Número I.
Exposicion que treinta mil habitantes de Puerto-Rico hacen al rey D. Amadeo I.
Señor:
Los que suscriben, individuos de todas las clases de esta Isla, hacendados, comerciantes, capitalistas, industriales, profesores y artesanos, afiliados todos al gran partido radical, y leales y fieles defensores de la nacionalidad á V. M. con el más profundo respecto exponen: Que cuando comenzaba esta provincia á disfrutar paz y tranquilidad unidas al más perfecto órden bajo el mando paternal y justiciero del Excmo Sr. D. Simon de La Torre, á quien V. M. confió su gobierno; cuando alentaba la más dulce esperanza de que continuando dirigidos sus destinos por la recta y entendida mano de tan dignísimo Jefe, se abriría á su porvenir la senda de progreso y de bienestar á que aspira, y que hasta ahora por circunstancias históricas y excepcionales no habia podido alcanzar, se ha propalado el alarmante rumor y la infausta nueva, de que los adversarios á nuestras reformas y enemigos de toda libertad en este suelo, poniendo en juego sus poderosas influencias y usando de las terribles armas de la calumnia y la mentira, trabajan con incansable ardor para sorprender el ánimo de V. M. y su gobierno, con el fin de obtener que sea relevado del mando superior de esta Isla el Excmo Sr. General Latorre y su Secretario D. José Ayuso.
Profunda sensacion ha causado y no podia menos de causar esa noticia; si los planes interesados de esa agrupacion llegaran á realizarse, Puerto-Rico esperimentaria una sensible pérdida, viendo desvanecerse en un momento sus legítimas aspiraciones de mejoramiento en su régimen político y administrativo.
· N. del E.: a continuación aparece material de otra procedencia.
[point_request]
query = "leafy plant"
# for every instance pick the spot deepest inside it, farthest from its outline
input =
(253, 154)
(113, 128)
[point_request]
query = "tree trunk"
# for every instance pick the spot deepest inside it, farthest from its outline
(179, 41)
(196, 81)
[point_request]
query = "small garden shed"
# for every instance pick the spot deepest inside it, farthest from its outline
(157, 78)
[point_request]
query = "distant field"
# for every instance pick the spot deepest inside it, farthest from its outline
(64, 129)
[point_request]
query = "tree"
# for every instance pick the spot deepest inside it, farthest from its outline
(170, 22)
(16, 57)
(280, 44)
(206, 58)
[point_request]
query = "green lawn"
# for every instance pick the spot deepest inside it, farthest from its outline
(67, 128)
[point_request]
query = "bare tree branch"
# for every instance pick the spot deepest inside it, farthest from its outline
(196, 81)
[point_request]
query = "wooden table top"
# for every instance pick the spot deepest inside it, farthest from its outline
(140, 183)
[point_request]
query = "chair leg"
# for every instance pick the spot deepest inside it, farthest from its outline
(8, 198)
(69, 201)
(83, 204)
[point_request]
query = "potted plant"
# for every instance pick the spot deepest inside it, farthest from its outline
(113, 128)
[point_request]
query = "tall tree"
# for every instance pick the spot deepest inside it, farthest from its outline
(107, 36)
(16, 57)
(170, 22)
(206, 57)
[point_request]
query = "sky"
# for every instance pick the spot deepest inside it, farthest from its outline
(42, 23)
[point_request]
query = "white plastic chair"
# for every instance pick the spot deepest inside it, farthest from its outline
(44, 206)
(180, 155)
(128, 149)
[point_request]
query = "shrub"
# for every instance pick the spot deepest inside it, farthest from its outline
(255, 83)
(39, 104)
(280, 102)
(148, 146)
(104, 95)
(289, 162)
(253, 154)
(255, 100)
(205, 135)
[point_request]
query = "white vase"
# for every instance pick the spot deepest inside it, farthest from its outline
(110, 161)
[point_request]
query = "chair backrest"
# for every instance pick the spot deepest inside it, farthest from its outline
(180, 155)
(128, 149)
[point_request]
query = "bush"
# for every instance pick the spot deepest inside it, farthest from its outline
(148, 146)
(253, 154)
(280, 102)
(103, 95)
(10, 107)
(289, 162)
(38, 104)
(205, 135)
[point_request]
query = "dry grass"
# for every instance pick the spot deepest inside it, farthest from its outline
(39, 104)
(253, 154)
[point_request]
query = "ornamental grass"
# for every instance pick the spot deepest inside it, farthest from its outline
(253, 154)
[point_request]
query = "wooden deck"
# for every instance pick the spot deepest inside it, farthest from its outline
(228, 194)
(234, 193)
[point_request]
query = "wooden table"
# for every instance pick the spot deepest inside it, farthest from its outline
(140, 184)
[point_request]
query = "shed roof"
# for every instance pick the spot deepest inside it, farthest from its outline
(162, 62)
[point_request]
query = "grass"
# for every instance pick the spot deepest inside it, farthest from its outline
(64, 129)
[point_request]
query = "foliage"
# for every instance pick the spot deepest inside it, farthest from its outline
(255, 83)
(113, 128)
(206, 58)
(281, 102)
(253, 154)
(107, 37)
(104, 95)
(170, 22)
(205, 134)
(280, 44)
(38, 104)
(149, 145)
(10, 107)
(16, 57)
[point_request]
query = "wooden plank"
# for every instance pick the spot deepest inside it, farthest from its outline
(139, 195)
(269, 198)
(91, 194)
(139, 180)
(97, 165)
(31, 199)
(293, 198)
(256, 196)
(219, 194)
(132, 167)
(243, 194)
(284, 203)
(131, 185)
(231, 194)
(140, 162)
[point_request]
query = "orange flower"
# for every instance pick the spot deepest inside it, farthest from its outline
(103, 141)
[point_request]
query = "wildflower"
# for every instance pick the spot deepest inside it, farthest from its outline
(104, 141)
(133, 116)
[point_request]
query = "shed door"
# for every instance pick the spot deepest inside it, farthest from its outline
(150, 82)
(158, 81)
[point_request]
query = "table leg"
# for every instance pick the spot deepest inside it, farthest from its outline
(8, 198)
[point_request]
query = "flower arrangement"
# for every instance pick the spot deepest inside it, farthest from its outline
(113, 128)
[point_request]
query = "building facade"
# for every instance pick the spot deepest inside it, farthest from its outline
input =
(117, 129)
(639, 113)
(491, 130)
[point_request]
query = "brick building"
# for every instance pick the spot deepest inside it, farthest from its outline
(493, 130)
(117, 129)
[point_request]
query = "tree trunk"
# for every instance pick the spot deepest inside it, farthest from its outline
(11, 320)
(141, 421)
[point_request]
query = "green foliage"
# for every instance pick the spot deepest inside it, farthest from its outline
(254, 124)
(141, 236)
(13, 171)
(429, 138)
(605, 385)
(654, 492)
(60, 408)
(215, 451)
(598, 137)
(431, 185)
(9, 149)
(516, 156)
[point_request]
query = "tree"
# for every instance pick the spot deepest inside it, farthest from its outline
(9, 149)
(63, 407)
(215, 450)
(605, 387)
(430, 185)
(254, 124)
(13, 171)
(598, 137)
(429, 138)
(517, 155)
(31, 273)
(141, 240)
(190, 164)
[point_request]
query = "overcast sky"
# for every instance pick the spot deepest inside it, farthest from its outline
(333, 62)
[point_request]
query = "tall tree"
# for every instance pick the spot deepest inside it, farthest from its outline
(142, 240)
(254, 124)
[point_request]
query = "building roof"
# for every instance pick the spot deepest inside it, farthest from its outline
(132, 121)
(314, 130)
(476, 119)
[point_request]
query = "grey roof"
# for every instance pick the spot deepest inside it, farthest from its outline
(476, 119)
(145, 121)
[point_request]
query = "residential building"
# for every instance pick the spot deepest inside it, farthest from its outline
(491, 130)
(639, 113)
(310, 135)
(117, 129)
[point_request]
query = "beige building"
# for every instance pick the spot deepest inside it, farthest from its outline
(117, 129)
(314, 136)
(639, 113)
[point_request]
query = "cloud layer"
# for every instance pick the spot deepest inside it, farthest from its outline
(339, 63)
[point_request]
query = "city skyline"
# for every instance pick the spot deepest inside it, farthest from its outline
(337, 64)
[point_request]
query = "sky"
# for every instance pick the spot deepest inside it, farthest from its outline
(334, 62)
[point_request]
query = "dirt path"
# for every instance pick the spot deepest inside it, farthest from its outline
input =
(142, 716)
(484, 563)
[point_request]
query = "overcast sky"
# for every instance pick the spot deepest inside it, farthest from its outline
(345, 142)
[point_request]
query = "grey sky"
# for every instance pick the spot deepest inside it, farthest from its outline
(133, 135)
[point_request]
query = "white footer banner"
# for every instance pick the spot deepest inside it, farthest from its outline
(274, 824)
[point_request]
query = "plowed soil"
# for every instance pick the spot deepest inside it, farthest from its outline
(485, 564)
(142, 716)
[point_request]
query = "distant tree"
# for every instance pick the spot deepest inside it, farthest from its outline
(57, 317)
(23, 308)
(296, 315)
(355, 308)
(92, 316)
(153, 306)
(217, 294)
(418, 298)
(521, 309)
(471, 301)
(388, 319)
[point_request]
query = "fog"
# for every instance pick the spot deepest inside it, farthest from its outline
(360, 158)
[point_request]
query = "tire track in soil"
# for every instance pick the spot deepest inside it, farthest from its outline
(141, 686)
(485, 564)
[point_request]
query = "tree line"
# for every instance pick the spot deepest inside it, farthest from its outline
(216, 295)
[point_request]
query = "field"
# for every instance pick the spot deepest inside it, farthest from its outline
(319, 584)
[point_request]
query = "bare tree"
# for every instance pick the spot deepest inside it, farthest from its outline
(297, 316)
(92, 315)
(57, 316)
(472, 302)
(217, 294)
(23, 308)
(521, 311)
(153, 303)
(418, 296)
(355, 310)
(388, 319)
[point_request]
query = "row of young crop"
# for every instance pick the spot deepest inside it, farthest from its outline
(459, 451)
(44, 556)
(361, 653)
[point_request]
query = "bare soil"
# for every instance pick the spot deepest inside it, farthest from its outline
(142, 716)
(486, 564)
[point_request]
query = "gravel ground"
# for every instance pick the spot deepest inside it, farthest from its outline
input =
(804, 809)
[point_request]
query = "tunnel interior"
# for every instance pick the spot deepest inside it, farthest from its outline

No es de creer que esas maquinaciones prevalezcan, y que V. M. de oidos á lo que notoriamente es sólo un ardid de partido para conseguir fines determinados; pero la sola idea de que tal cambio pudiera efectuarse por consecuencia directa ó indirecta de los activos é infatigables trabajos de nuestros adversarios, mueve á los firmantes á elevar hasta V. M. su respetuosa voz con objeto de que la verdad se abra paso y conozca V. M. de una manera fehaciente la opinion y el deseo de la inmensa mayoría de esta leal Provincia, que sólo aspira á que en ella reinen la justicia y el órden, vínculos que la estrechen más y más con la Madre Patria por cuya gloria y honra darian todos sus vidas y sus bienes.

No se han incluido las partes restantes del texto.